Forex news for North American trade on October 17, 2018:
- FOMC minutes: Number of Fed officials saw the need to hike above long-run level
- May: Everyone wants a deal and I believe a deal will happen
- May said to be weighing extending Brexit transition period
- May spokesman: Britain is not calling for an extension of implementation period
- Canada manufacturing sales for August -0.4% versus -0.6% expected
- US Sept housing starts 1201K vs 1210K expected
- Ross: US is not the one that's slowing things down with EU on trade
- BOE's Cunliffe: You could see a big sterling fall depending on Brexit outcome
- Cunliffe: Next crisis may be related to market liquidity
- Weekly US oil inventories +6490K vs +2500K expected
- Kudlow: China hasn't responded yet to US requests on trade
- US planning to withdraw from international postal treaty in move against China - report
- Saudi consul in Turkey relieved of duties and placed under investigation
- Mueller expected to issue major findings soon after midterms - report
Markets:
- Gold down $1.50 to $1223
- WTI crude down $1.87 to $70.05
- US 10-year yields up 3 bps to 3.20%
- S&P 500 down 1 points to 2809
- USD leads, CAD lags
The US dollar was strong throughout trading on Wednesday with some hiccups along the way. USD/JPY was at 112.25 as North American arrived then tracked down to 112.02 where bids at the figure held even as sentiment deteriorated. As stocks turned back higher so did this pair and the gains accelerated after some hawkish details in the FOMC minutes. That sent the pair to a six-day high of 112.58 as it closed near the highs.

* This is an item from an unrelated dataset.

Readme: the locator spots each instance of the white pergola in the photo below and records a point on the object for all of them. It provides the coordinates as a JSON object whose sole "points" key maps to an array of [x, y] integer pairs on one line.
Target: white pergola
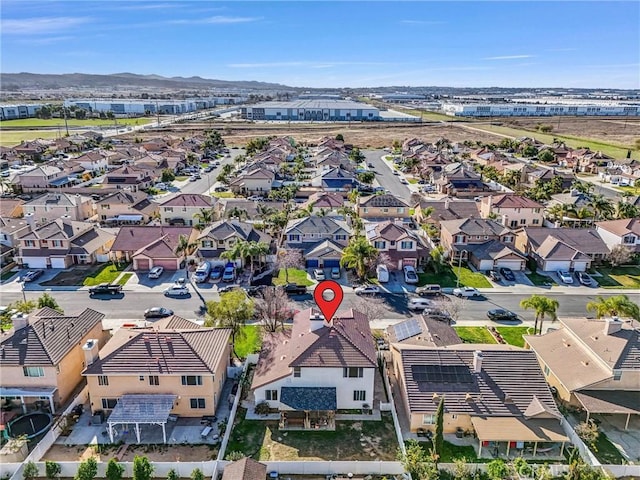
{"points": [[141, 409]]}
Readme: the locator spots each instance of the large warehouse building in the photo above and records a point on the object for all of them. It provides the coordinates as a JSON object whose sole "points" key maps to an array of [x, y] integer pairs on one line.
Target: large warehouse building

EUR/USD was stuck in the doldrums in part due to continued pressure on Italian bonds and the expectation the EU will reject the budget. Italian 10s finished 9.5 bps higher to 3.55% and the euro tracked 75 pips lower to 1.1500, a one-week low.
Cable weakened on soft UK inflation but staged a rally early in US trading and rose to 1.3150 from 1.3100 but the bounce faded in the broad post-Minutes US dollar rally and the pair finished near 1.3115.
USD/CAD was especially strong in part due to weakening oil prices. The pair rallied 85 pips to 1.3020 as a steady bid underpinned the pair. Those gains erased the past two days of losses.
The other commodity currencies were also weak as AUD/USD dropped to 0.7100 and NZD/USD slid to 0.6548.